Since 2004, the research in the group has been further extended to include a range of novel powder processing and sintering processes and other metals and alloys. A powder metal injection (PIM) laboratory and a high vacuum (10‑3 pa) high power (3 kW) microwave (MW) sintering laboratory were established in 2010.

In addition, we are a partner in a newly established spark plasma sintering laboratory at Monash University.
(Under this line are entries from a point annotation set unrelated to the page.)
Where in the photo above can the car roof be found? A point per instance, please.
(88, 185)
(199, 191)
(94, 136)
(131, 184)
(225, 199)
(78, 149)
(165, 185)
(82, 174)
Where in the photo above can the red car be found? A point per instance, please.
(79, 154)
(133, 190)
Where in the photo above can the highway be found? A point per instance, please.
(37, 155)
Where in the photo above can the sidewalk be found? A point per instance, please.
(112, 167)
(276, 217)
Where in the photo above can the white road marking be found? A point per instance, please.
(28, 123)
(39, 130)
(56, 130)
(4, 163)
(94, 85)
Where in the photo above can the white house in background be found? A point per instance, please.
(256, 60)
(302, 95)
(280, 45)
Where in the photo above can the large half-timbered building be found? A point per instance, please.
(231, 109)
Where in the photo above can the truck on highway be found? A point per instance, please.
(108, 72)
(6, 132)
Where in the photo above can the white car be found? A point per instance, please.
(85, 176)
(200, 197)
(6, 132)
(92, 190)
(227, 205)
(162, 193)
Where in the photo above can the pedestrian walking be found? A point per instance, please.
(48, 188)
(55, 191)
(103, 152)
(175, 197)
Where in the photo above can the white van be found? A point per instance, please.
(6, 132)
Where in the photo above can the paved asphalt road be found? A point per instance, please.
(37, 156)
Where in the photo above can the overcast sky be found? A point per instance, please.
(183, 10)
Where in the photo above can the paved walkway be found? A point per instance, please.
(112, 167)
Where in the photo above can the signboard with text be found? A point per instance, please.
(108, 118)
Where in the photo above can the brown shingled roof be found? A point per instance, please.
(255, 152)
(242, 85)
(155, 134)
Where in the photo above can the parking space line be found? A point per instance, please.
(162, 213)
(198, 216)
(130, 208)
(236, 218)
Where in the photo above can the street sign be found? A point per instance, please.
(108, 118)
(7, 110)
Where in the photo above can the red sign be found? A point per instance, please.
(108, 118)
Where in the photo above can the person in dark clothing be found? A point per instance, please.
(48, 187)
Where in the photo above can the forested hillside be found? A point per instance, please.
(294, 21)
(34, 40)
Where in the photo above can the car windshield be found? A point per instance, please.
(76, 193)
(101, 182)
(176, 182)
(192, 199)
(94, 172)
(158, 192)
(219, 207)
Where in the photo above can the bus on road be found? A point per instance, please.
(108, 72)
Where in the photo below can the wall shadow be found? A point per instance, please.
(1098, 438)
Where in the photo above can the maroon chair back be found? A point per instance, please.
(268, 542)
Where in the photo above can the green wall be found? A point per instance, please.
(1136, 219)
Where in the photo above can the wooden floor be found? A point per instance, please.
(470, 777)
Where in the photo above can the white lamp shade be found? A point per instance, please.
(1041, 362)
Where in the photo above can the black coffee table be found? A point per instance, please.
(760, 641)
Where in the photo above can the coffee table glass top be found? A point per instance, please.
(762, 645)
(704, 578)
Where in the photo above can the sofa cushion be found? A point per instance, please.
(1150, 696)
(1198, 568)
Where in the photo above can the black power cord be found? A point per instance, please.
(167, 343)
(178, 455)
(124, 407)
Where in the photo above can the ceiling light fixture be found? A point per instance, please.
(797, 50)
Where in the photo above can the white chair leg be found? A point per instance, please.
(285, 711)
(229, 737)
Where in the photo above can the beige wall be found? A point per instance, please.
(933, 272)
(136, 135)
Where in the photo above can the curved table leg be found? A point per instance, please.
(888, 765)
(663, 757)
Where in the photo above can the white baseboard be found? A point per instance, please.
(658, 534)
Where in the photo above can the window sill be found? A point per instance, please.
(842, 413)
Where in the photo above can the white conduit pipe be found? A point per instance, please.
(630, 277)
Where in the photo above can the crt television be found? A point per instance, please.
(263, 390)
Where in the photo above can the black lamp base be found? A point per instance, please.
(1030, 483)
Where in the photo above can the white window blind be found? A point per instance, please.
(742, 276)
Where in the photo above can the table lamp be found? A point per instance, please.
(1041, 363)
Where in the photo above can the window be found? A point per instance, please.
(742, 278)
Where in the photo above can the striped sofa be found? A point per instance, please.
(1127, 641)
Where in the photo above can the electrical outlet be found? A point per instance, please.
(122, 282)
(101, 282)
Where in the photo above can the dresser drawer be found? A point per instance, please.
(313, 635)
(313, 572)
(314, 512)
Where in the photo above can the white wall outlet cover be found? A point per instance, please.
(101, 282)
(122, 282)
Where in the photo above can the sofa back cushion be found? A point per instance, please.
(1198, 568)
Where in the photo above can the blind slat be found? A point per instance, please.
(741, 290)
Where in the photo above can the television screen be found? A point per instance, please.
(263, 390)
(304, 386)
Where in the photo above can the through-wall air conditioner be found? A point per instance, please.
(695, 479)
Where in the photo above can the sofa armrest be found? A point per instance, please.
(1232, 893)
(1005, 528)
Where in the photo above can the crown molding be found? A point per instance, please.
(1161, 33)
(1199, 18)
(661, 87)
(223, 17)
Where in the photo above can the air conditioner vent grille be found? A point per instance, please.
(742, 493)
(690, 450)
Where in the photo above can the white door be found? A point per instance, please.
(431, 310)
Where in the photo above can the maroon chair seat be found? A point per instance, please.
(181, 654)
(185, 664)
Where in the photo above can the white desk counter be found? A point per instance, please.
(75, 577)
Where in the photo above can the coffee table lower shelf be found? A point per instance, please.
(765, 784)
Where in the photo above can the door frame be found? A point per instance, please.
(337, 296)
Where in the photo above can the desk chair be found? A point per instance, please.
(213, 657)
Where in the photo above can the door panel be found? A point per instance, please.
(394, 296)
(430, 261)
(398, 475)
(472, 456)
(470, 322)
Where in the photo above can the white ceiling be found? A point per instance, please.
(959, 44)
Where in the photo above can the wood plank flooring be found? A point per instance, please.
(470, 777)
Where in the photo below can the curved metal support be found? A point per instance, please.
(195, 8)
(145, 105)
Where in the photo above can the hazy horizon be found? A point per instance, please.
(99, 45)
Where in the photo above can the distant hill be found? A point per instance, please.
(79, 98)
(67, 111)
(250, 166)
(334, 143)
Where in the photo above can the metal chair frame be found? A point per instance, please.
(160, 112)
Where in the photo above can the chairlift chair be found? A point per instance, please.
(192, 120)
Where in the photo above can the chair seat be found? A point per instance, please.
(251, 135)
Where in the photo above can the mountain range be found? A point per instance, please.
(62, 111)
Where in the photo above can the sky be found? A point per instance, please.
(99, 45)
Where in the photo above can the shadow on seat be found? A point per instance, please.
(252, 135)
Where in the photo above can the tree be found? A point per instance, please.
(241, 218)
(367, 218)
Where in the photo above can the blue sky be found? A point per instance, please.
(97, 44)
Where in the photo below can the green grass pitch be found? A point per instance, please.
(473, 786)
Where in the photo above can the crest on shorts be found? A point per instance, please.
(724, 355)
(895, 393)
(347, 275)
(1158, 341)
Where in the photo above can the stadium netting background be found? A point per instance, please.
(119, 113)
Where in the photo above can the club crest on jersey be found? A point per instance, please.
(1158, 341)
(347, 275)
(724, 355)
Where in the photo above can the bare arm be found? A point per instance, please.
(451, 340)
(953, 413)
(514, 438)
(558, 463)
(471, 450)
Current primary research activities of the group include powder metallurgy of (i) titanium and its alloys with the assistance of density functional theory (DFT) and molecular dynamics (MD) modelling; (ii) aluminium and its alloys with the assistance of computational fluid dynamics (CFD) modelling; (iii) amorphous alloys (Al-based and Ti-based); (iv) porous metallic materials (metal foams); and (vi) metal-ceramic hybrids and/or composites.

Surface Engineering

The University of Queensland is a world leader in research on light metals, including aluminium, magnesium and titanium alloys. The task of surface engineering is to improve the surface durability of this group of structural materials so that they can be used in corrosive, wearing and oxidization environments through surface modification and coating. 

Our internationally recognized researchers associated with AMPAM have developed a number of novel surface treatment technologies, including packed powder diffusion coating, surface nanocrystallization, anodizing and kinetic metallization for light alloys, which provide technical solutions to industry. Our industry partners include Rosebank Engineering Pty Ltd and Institute of Metallurgical Technology Co. Ltd, China. We also collaboratively work with our research partners in Monash University, Deakin University and CSRIO to conduct comprehensive characterization of the surface performance of the metals.

In addition, we have been successful in extending the new technologies to surface treatment of ferrous alloys, including welding, and to development of new biomaterials for implants with improved bioactivity.